In Equation 1. k is a constant which in this illustration we will give a value of 4.000000. We will consider two initial conditions. The first initial condition is at t = 1, mV0 = 0.2000000. In the second initial condition, mV0 = 0.2000001. That is, the two initial conditions differ by only one part in a million from one another! Figure 1 shows a plot of the values of mVt vs t for this system under the two different initial conditions as calculated using Equation 1.

Figure 1. mVt vs time from equation 1 with two initial conditions. Blue = mV0 = 0.2000000; Green = mV0 = 0.2000001


Two things stand out in Figure 1. First, both plots look a lot like a random variation of mVt with time. Second, the blue and green variations of mVt with time begin to diverge a lot after t = 10 even though the initial conditions were only one part in a million different.


But in this illustration we know that mVt vs time is not random—it’s determined by equation 1. where at each time the value of mVt is determined by the value it had at the immediately preceding time (mVt-1)—our ideas of what is really random may need modification. We also see that as the system evolves with time how critically the values of mVt at later times depend on the starting values—this is an example of the butterfly effect.


Turning to the original point of this article, there is controversy concerning whether or not cardiac chaos is present in VF. The problem is distinguishing chaotic behavior from random fluctuations. That is: When the heart undergoes a transition from normal sinus rhythm to VF, do its motions become simply random (no relation between one quiver and the next), or are they chaotic (each quiver depends on previous ones in a determinate way such as in Equation 1)? There is evidence tending to support both models [1, 5] and the controversy Is ongoing.

Why should this seemingly esoteric point be important in considering the effects of antiarrhythmic drugs? Part of the answer is that if VF is a chaotic phenomenon, the specific action of a single drug may have unpredictable consequences on the whole heart much like the localized wind movement that can affect a large weather pattern—a cardiac butterfly effect.


This may underlie the fact that clinical antiarrhythmic drugs that block ion channels have not been effective in stopping VF and sudden cardiac death whereas drugs that block the general neurohumoral pathways that activate these channels (for example, beta blockers) are effective in saving lives. It is possible that in chaotic systems it's better to shut down or inhibit the whole system rather than tinkering with its parts.


Even more, it may be that the body in general needs to be considered as a chaotic system in the sense that, in some cases, perturbing one function by a drug may have widespread and unpredictable effects on general physiology.


References

1. Weiss, J.N., et al., Chaos and the transition to ventricular fibrillation: a new approach to antiarrhythmic drug evaluation. Circulation, 1999. 99(21): p. 2819-26.

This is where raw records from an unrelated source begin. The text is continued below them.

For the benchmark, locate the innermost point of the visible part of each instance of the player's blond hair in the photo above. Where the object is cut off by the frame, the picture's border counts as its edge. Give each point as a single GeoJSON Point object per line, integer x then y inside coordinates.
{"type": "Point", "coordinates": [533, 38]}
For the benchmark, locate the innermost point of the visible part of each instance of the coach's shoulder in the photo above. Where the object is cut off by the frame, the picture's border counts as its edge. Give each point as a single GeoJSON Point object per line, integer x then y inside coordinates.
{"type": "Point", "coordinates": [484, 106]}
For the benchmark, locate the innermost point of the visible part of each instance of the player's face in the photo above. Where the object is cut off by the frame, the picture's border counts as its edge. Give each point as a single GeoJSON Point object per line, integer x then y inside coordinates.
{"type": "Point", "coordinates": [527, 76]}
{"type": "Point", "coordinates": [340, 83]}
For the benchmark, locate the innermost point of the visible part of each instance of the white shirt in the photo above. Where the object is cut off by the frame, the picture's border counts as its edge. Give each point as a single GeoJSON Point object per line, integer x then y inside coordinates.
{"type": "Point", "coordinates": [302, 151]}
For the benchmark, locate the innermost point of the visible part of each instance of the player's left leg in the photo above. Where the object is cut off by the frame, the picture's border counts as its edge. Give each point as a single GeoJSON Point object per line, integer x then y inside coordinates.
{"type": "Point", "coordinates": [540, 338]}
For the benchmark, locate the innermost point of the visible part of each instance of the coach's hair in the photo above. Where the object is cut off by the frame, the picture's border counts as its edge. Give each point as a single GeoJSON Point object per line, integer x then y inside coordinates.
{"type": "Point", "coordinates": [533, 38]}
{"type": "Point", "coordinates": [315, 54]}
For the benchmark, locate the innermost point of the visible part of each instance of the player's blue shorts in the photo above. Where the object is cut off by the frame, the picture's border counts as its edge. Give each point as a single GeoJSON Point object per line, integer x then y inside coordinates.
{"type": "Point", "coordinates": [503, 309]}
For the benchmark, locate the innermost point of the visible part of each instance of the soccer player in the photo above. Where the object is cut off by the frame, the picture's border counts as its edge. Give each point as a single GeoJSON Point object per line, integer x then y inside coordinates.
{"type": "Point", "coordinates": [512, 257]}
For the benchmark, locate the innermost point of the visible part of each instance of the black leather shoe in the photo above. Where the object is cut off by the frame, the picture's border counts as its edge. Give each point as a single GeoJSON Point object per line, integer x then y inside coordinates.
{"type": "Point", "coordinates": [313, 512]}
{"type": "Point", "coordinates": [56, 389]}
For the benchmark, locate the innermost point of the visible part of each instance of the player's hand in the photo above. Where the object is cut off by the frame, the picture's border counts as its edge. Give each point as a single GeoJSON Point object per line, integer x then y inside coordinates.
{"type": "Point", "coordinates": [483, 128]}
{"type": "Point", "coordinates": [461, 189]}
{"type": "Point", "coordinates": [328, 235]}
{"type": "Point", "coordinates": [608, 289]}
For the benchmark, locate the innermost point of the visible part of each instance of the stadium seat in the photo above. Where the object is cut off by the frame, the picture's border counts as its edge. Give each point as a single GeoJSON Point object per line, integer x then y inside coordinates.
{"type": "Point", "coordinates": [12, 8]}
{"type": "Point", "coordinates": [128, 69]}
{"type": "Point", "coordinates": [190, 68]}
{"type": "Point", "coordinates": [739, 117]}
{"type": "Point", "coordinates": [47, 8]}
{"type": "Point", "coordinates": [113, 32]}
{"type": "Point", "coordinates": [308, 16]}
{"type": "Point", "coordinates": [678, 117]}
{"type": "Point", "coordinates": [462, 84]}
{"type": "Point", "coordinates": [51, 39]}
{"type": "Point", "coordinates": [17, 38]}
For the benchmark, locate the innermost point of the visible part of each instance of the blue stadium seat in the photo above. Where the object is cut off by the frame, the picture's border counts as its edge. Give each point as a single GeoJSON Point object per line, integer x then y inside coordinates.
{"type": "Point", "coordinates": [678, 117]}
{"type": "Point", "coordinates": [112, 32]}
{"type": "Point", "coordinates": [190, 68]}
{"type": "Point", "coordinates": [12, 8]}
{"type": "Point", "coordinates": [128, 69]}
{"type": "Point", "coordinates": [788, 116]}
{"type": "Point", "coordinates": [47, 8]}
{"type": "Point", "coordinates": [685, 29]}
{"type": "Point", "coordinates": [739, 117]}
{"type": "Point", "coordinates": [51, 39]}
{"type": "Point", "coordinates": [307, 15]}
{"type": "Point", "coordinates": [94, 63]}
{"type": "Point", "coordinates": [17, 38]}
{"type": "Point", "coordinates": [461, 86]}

2. Gleick, J., Chaos : making a new science. 20th anniversary ed. 2008, New York, N.Y.: Penguin Books. xiii, 360 p.

3. Crutchfield, J.P., et al., Chaos. Scientific American, 1986. 255: p. 46-57.

4. Rickles, D., P. Hawe, and A. Shiell, A simple guide to chaos and complexity. J Epidemiol Community Health, 2007. 61(11): p. 933-7. (can be downloaded from the Journal website)

5. Goldberger, A.L., et al., Nonlinear dynamics in sudden cardiac death syndrome: heartrate oscillations and bifurcations. Experientia, 1988. 44(11-12): p. 983-7.